Black Magnet – Hallucination Scene
A one man industrial metal band that recalls the heyday of Nine Inch Nails, James Hammontree’s Black Magnet devotes itself to pounding rhythms and pulsing synths, but guitar plays a pivotal role in Hallucinations Scene’s songwriting as well. Evoking many of the genre’s greatest, it’s thankfully not without a character of its own; Hammontree’s vocal tone, phrasing and arrangements owe much to Trent Reznor and the underlying melodic flavour recalls much of his work as well, whereas the variety of rhythms, effects, electronics and synths that throb all around the compositions are as much Front Line Assembly as they are NIN. Opener “Divination Equipment” borrows its drum machine from Godflesh and the following “Anubis” quickly revisits Rob Zombie‘s early solo career, but most of these things play over each other at any given time, melding influences together in a way that none of Black Magnet’s predecessors could have, making for a sound that is simultaneously both familiar and strange.

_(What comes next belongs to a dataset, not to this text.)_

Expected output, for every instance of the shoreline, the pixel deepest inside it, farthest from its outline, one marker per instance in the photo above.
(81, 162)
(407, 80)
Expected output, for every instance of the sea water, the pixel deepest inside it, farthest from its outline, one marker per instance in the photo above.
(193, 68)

Just as the key to Ignsoc’s success in 1984 was the past, having the possibility to study previous totalitarian governments and learn from their mistakes and successes, Black Magnet thrives on its songwriting because it’s had a chance to peck apart the corpses of those that came before them, nurture their strengths and use them to caulk their existing weaknesses.
Kryptamok – Verisaarna
Kryptamok’s debut EP, Profaani, was a quick but satisfying cut of fairly raw black metal infused with synths, not to the point where they could be labeled symphonic, but those synth-horns acted as the central hooks to the otherwise barbarous, straightforward songs and a counterpoint to the violent atmosphere. Verisaarna takes the best of that approach and tries to make more of it.

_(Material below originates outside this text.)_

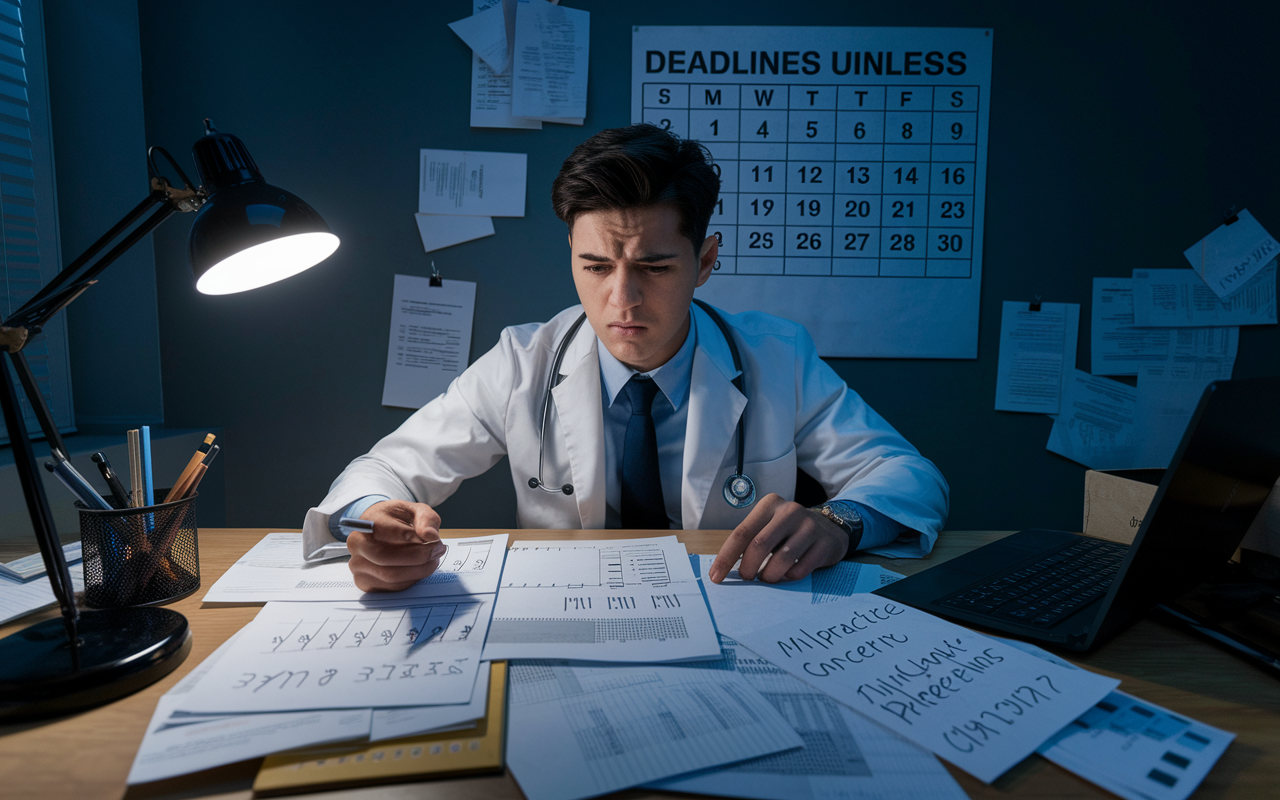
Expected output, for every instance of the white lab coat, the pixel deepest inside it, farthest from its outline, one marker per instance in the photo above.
(799, 414)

Not as consistently fast as its predecessor (though the love of the ’90s Norwegian scene is filtered through the eyes of the times’ Finnish bands is clear in the songs), Verisaarna‘s use of tranquility amidst the impetuous riffing and refined sense of melody has become strong enough to carry much of the material on its own. However, some of these melodies are memorable enough to lift the songs to the necessary heights, setting them apart from many modern traditionalists.
The role of the keyboards has been slightly increased as well, even though the band still doesn’t belong to the symphonic vein of the genre, and the keys aren’t being used to create atmosphere with static chords. Their presence is often felt as an additional melodic flourish besides the returning synth horns. The even drier soundscape doesn’t strip Kryptamok of its strength, but it does strip it of some depth and even though Verisaarna doesn’t quite reach 40 minutes, it can sometimes feel like a longer record, not enough to truly detract from it, but still. While it doesn’t excel in any particular front, it makes good enough work on all to stand out from the masses, and the way the synths are integrated into the music helps set them stylistically apart from the larger masses as well. Though it could still use stronger songwriting to really stand on its own legs.